Research assistants (RAs) collected data at 1 month, 3 months, and 5 months following recruitment. One RA was a registered nurse and certified lactation consultant, one RA was a fourth year nursing student who had completed a maternity course, and one RA was a third year nursing student who had not completed a maternity course. The rationale for selection of RAs was to avoid bias due to expertise in the field of maternity and breastfeeding care. The three RAs were randomized into pairs to make the telephone calls, then the two RAs called study participants within 48 hours of each other to administer the tool. After a first call was completed, the first caller would text her partner to inform her that the second call could be made.

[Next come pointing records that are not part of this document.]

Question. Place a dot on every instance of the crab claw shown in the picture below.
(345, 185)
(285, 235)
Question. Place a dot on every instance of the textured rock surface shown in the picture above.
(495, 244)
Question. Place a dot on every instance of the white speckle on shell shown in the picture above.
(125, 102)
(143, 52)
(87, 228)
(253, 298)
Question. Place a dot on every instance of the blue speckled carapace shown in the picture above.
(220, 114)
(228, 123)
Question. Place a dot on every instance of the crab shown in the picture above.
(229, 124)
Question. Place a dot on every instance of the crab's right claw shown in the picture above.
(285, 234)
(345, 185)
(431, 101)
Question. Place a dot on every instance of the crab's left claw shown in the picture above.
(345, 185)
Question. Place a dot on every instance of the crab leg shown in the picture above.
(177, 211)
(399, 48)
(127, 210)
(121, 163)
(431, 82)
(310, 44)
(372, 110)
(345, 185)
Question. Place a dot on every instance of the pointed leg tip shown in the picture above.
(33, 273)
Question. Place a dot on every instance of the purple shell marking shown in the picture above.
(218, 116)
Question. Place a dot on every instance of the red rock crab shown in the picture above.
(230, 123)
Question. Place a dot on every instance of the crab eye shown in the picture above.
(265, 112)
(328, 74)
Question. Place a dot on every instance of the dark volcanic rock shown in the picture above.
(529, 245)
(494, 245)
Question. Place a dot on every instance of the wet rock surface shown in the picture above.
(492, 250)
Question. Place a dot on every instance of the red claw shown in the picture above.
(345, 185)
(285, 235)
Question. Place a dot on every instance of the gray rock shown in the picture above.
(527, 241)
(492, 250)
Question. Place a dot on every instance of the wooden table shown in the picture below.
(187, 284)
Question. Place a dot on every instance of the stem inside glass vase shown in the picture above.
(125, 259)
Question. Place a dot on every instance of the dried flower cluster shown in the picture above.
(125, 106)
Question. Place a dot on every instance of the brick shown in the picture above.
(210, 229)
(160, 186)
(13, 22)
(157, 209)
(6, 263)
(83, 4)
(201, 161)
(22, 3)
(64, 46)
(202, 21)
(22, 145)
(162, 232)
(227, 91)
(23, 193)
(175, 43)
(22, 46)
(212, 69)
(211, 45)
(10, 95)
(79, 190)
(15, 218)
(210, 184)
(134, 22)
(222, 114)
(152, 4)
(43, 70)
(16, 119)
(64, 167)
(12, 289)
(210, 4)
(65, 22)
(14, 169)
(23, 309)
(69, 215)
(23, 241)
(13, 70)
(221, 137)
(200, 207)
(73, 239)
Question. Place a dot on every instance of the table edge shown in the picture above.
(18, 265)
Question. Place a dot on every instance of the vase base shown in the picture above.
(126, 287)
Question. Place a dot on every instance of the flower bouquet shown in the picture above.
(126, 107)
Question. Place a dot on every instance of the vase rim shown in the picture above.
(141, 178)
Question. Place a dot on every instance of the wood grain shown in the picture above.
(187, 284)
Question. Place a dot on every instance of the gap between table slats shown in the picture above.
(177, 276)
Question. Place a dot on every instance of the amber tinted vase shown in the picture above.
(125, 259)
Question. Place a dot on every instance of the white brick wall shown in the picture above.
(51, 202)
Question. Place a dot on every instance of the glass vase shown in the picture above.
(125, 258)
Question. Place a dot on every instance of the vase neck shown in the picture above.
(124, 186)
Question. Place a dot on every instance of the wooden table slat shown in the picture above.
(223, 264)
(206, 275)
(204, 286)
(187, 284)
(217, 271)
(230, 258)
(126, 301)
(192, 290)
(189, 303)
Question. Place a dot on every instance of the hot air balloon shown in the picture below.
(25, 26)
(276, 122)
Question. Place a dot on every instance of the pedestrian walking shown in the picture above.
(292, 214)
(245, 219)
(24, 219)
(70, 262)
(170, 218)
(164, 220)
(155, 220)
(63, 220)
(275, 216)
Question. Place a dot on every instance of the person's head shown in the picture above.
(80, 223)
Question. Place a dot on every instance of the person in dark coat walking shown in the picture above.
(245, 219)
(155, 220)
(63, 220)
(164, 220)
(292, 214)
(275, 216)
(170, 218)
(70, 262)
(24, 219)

To further test validity (i.e., that we were measuring what we intend to measure), we compared mothers’ diaries with the categories RAs recorded. Participants were given a feeding diary with eight boxes to tick each week for six weeks (see Additional file 3). The fourth week of the diary was compared to the 1 month telephone call made by the first caller. Without knowing the category recorded by the RA, the researcher determined a feeding category based on the boxes ticked by the mother. The two categories were then compared for levels of agreement.
Data analysis
Characteristics of mothers and newborns were summarized using descriptive statistics (mean and standard deviation for continuous variables and frequencies and proportions for categorical variables). Agreement between the two callers and agreement between diaries’ and RAs’ classification of feeding categories was assessed using an intraclass correlation coefficient (ICC). For the ICC, we used two-way mixed and absolute agreement options.
While the score using this tool is correctly an ordinal (categorical) score, it has been suggested that kappa does not function as well beyond the 2 by 2 table and it does not take into account the distance between scores on an ordinal scale [7, 8]. Weighted kappa’s can be used for data of this type but a number of authors have identified problems inherent in its use, and Maclure and Willett concluded that “a logical choice of standard weights makes weighted kappa equivalent to the intraclass correlation coefficient” [7, 8]. For these reasons, the data was treated as ordinal-continuous and the intraclass correlation coefficient (ICC) in SPSS 20 was used to calculate the inter-rater reliability as well as agreement between the RA’s rating and the mother’s diary.
Sample size calculation for Phase III
While some researchers have based sample size calculations for ICCs on tests of hypotheses, others have argued that it makes more sense to base sample size calculations on attaining a specified level of precision around the ICC [9]. We anticipated there would be high levels of agreement (0.8 or more) between raters and between the tool and criterion (diary). Based on this supposition, assuming an alpha of 0.05 and a desired width of confidence interval of 0.2, we estimated that 55 subjects would be required [10]. In order to account for 30% attrition due to rates of early weaning and loss to follow-up over the 6 month data collection period, 75 subjects were recruited.
Research ethics
The University of Ottawa Research Ethics Board [File Number: H11-11-02] and the Ottawa Hospital Research Ethics Board [Protocol # 20120200-01H] approved the study. The study was conducted in English but all recruitment material was also available in French.